Although Ethiopia’s Constitution guarantees the right to peaceful demonstration, Prime Minister Hailemariam Desalegn warned that the government would take “merciless legitimate action against any force bent on destabilizing the area.” The protests were met with just that as Agazi, Ethiopia’s Federal Police, violently attacked, arrested, and shot demonstrators. For weeks the violence continued; houses were burned and reports claiming the use of sprayed chemicals to poison students have surfaced. The Agazi’s violent response to peaceful protests has incited some Oromo groups to retaliate against the government as well as Amharas in the region, members of the second largest ethnic group in the country following the Oromo people.
These violent protests were triggered despite Ethiopia’s authoritarian regime. In 2014 the government introduced its new regional development plan that has come to be known as the Master Plan. The Master Plan, approved by Oromia’s regional government, sought to expand the capital, Addis Ababa, into the towns of the surrounding Oromia region.
The implementation of the plan was likely to cause the eviction of millions of Oromo farmers from their land and livelihood. For the Oromo people, the plan presents itself as a risk to autonomy and a mechanism for greater marginalization.

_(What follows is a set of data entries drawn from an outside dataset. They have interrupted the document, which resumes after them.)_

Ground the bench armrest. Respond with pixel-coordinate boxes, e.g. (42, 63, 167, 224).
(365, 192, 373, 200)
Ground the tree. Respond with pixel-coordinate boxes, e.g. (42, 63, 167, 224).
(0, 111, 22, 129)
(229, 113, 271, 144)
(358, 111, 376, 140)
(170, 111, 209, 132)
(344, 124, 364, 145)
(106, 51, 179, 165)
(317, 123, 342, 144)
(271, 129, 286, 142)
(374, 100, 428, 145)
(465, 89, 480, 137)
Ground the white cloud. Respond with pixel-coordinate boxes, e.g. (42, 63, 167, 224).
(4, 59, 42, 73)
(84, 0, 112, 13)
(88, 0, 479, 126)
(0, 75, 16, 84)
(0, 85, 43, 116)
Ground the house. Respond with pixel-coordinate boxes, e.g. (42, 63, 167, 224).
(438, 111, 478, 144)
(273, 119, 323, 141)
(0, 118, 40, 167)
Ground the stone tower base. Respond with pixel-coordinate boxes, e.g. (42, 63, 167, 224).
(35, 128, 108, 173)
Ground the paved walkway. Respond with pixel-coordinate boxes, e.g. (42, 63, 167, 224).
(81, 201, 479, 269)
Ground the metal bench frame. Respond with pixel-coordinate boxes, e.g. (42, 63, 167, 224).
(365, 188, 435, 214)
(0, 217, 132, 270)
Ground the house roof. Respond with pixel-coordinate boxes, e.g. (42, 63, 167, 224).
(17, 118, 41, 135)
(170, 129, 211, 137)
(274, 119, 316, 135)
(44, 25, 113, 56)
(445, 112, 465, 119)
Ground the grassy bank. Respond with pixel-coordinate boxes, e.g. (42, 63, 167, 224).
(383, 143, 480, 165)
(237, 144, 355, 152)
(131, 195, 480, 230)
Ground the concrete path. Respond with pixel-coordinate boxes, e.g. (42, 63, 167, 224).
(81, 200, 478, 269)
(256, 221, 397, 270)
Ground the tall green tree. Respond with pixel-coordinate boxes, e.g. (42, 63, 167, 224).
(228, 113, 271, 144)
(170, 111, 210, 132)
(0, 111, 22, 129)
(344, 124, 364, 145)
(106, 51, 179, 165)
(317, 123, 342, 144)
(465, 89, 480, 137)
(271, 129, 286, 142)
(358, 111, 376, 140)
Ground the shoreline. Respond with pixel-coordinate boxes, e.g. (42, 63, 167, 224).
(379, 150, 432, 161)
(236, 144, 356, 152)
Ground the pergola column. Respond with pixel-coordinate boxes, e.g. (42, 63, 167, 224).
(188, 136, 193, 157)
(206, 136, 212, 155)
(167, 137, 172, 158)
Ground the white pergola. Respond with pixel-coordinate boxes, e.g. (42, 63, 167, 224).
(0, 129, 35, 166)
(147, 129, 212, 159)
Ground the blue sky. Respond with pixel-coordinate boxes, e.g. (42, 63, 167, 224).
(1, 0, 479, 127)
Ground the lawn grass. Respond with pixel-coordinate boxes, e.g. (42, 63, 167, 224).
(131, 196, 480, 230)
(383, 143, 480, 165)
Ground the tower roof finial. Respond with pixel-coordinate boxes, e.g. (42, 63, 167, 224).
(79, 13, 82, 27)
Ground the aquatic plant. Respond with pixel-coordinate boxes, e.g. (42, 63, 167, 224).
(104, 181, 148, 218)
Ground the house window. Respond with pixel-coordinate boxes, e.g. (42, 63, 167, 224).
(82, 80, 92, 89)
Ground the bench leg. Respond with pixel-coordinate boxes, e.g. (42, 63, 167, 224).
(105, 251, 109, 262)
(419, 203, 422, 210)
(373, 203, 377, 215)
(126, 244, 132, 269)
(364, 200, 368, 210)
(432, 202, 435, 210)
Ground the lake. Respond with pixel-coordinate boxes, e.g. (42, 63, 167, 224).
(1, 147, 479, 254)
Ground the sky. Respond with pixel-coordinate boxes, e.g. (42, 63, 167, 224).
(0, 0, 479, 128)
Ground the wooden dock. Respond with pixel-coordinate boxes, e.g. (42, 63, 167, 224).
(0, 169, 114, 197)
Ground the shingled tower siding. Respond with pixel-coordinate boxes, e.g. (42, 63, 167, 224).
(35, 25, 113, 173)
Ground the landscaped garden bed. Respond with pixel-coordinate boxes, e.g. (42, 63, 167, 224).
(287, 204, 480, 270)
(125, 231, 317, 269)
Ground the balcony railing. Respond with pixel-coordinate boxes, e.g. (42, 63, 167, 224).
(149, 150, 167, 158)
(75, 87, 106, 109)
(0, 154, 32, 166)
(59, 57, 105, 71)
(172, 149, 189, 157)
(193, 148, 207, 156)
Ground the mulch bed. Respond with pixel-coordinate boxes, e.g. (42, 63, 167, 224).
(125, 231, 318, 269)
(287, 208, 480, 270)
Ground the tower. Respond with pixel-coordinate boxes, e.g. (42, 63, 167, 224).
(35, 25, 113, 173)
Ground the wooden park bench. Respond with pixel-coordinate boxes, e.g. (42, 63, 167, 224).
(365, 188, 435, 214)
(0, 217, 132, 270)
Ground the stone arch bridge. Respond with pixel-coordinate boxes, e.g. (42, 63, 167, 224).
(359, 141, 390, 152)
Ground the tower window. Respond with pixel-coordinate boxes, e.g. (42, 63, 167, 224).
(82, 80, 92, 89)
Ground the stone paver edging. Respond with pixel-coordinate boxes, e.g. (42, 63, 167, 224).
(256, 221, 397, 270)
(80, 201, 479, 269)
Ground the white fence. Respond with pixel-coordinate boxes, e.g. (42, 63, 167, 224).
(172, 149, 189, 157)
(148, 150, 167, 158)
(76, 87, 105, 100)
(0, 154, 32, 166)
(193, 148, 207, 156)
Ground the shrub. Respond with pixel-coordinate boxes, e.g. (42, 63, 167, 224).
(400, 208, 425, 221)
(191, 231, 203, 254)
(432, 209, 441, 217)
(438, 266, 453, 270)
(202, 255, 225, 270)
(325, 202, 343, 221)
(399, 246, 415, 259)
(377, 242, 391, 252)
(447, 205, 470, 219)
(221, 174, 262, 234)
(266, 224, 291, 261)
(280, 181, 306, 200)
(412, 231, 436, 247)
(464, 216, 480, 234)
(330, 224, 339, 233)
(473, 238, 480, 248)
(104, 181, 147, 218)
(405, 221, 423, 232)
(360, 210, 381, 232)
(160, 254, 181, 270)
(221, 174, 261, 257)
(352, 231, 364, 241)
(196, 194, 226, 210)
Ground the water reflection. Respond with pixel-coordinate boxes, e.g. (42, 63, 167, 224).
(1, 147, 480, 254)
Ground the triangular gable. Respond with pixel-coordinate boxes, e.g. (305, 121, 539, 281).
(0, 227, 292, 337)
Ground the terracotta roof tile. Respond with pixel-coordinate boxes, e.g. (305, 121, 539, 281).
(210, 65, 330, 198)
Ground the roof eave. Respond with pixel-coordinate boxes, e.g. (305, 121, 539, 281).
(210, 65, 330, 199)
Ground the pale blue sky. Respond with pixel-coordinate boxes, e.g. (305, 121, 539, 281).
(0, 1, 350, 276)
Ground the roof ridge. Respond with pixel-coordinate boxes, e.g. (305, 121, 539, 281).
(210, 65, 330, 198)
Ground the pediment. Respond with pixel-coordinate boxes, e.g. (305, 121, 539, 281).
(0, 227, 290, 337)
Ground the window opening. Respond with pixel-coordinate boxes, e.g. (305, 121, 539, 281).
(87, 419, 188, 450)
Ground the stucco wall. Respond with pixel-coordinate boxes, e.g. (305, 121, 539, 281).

The Ethiopian government claims to have put an end to the Master Plan, but the history of violence in the Oromia region hints that the situation is far from a peaceful ending. Violations of guaranteed citizen rights are not something new to the region. The Oromo people, who have historically been marginalized by the greater state, have continued to suffer under the current government; Oromo children, farmers, and intellectuals have suffered abuse, kidnapping, imprisonment, and even death. Ethiopia’s ethnic federalism political system has further exacerbated tension with the government. The Oromo Peoples’ Democratic Organization (OPDO) governs the ethnic-based Oromia regional state; theoretically the OPDO serves as a representative of the Oromo people, but the two decades of violence and crime committed in the region have brought their true motives into question.
The current ruling party has been in power for the last 25 years, and has a clear emphasis on an economic focused form of development. As the capital’s population steadily increases, a genuine abandonment of plans to expand into surrounding Oromia regions seems unlikely. A change to the master plan, one that the Oromo people would approve of, seems just as improbable. Even amidst the claimed cancellation of the plan, some protests and government crackdowns are suspected to still be occurring. It seems as though this period of relative calm is only temporary and further conflict in the region may be inevitable.